As the Second Circuit aptly stated in Drexel:
In deciding the sensitive question of whether to recuse a judge, the test of impartiality is what a reasonable person, knowing and understanding all the facts and circumstances would believe. It is for that reason that we cannot adopt a per se rule holding that whenever someone claims to see smoke, we must find that there is fire. That which is seen is sometimes merely a smokescreen. 861 F.2d at 1309.
Considering the allegations raised by petitioner's motion, I find that to characterize them as even a smokescreen would lend them far more credit than they deserve. Counsel's allegations are so vague and transparent that petitioner's true intentions are painfully obvious--he has evidently brought this motion in the hopes of obtaining a "fresh start" with a new judge. Not only is such a purpose unethical, but it directly contradicts the mandate of the Second Circuit that "an attorney cannot be allowed to pick and to choose which judge shall hear his or her case simply by making unfounded and conclusory allegations of bias or prejudice." Id. at 1312. Accordingly, petitioner's motion for recusal is denied.
II. Motion to Transfer
Petitioner further argues that his "allegations" of prosecutorial misconduct suffice to warrant a transfer of this matter from the Southern District of New York to another District. (Pope Cert. PP 5, 8).

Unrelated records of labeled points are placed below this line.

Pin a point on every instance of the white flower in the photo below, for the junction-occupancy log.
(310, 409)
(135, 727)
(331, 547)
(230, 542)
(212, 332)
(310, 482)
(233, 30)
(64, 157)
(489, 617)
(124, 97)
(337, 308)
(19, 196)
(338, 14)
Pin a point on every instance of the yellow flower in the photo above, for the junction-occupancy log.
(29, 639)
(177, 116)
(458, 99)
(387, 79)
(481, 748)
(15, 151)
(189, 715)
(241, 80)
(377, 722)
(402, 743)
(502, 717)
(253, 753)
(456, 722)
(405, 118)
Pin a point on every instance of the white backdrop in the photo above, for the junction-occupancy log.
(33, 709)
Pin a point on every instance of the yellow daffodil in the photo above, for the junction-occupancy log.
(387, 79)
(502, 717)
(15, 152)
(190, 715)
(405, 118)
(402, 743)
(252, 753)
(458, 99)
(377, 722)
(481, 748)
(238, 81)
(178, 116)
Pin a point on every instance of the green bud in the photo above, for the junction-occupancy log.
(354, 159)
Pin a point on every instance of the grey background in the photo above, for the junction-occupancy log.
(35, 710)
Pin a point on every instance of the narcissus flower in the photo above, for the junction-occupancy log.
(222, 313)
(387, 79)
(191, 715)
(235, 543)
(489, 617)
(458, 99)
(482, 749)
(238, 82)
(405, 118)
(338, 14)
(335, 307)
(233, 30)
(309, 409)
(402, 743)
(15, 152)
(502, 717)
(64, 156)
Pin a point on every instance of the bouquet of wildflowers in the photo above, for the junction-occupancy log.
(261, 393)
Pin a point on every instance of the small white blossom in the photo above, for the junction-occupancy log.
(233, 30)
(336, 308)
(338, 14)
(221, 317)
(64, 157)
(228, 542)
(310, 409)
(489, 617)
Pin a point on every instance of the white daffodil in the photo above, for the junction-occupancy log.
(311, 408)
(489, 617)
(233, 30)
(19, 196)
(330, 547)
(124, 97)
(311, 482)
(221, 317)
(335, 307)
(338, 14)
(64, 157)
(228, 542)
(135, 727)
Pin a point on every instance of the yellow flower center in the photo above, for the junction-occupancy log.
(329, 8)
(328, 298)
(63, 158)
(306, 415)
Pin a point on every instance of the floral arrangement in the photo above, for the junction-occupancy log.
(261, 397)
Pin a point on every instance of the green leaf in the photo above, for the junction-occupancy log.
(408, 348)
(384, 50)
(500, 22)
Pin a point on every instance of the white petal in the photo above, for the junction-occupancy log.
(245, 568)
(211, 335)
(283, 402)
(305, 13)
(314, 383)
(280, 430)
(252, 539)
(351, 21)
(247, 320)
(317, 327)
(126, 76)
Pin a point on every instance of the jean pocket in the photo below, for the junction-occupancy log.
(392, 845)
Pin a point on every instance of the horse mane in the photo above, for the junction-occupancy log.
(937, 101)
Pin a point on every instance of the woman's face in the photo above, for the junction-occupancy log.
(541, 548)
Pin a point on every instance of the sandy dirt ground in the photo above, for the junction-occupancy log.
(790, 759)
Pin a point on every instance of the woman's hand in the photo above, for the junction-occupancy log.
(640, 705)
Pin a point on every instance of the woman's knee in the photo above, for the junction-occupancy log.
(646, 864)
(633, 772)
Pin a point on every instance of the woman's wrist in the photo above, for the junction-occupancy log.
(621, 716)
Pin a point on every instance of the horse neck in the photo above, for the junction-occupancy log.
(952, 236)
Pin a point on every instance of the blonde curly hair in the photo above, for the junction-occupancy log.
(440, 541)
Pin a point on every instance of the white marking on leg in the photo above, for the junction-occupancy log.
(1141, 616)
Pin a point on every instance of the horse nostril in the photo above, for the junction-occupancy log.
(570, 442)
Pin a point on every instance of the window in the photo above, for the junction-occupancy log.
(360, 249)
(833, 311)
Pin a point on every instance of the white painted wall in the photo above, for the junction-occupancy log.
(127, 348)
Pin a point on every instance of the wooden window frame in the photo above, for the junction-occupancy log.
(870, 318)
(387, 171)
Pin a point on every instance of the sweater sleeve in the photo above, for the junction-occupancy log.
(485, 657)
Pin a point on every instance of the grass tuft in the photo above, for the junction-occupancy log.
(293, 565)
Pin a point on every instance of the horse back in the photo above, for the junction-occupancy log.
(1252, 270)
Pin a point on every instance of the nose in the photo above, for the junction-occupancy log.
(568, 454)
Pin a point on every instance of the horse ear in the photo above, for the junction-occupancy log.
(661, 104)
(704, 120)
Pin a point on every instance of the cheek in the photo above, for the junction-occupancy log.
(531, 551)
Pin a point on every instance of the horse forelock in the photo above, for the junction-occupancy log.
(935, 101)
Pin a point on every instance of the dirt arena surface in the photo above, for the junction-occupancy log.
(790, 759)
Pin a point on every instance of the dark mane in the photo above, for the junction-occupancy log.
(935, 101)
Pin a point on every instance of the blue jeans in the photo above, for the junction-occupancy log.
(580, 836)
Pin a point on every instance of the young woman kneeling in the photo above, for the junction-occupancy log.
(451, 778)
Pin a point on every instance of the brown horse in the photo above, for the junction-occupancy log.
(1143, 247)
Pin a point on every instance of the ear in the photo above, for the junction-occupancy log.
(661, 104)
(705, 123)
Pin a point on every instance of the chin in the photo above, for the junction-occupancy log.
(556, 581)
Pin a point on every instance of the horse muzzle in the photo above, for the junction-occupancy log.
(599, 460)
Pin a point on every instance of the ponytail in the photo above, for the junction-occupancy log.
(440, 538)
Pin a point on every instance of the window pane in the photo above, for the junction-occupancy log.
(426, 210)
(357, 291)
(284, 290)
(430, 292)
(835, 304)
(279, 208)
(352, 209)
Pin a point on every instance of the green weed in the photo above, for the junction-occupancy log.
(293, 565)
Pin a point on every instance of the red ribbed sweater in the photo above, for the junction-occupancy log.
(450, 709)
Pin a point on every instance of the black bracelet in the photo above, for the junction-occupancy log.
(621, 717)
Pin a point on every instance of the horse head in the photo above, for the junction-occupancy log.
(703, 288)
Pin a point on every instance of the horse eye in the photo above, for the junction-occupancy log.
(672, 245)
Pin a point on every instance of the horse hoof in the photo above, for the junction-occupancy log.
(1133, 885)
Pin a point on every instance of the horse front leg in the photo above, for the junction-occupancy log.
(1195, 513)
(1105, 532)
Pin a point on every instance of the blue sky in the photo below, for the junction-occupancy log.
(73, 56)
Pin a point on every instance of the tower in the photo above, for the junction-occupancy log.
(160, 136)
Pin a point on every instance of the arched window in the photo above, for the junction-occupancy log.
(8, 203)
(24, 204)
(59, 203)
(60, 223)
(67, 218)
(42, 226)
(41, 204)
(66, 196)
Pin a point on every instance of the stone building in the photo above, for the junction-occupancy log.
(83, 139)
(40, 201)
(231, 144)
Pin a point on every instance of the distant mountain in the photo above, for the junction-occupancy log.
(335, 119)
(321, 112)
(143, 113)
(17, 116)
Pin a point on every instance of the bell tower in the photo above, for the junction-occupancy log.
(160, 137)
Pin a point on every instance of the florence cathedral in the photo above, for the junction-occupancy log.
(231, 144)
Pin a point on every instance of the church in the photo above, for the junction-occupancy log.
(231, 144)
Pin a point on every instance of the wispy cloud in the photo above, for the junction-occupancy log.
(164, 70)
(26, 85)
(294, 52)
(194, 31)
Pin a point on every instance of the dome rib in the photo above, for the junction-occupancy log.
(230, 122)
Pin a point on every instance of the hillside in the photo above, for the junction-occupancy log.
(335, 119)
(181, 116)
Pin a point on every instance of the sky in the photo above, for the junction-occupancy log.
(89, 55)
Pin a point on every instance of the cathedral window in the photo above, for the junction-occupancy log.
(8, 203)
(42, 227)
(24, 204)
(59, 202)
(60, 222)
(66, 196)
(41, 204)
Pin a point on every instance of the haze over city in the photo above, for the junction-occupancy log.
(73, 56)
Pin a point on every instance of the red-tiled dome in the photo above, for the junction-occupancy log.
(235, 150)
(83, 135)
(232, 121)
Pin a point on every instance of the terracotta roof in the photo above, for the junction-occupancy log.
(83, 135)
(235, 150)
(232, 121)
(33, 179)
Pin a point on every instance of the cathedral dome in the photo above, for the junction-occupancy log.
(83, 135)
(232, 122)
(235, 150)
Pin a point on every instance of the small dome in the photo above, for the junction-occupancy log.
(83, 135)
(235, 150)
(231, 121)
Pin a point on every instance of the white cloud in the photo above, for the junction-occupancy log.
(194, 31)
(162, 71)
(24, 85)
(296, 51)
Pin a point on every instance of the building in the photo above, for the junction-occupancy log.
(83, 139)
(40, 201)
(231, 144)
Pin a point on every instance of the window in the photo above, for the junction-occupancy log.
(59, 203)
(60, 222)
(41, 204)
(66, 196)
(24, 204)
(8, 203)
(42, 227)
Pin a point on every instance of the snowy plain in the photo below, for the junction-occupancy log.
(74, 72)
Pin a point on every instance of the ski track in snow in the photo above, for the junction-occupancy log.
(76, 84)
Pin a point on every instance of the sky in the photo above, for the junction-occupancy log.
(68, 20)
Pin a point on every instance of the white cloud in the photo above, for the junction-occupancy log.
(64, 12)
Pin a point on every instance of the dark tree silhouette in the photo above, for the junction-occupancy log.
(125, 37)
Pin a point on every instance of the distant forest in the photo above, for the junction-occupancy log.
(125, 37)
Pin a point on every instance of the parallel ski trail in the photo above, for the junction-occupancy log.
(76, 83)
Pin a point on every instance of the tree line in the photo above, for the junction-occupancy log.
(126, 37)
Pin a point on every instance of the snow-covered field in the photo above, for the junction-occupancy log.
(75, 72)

Not unlike his allegations concerning my "relationship" with Mr. Johnson, he again raises a transparent smokescreen hoping that this court will automatically take action. This argument is patently absurd. If mere allegations of misconduct were sufficient to warrant transferring a matter, beyond a doubt, all criminal matters would be repeatedly transferred until they just disappeared.
Petitioner has not raised one argument suggesting that his case should be transferred in the interest of justice or for the convenience of the parties. To the contrary, he has failed to present one shred of credible evidence which would warrant a transfer. Accordingly, this court will not indulge his incredulous speculation and his motion is denied.
For the reasons stated above, petitioner's motion for recusal and transfer of this matter is denied.
Separate Order Dismissing Motion.
Petitioner's motion for this court to recuse itself and transfer his case from the Southern District of New York to another District is denied for the reasons stated in the accompanying opinion.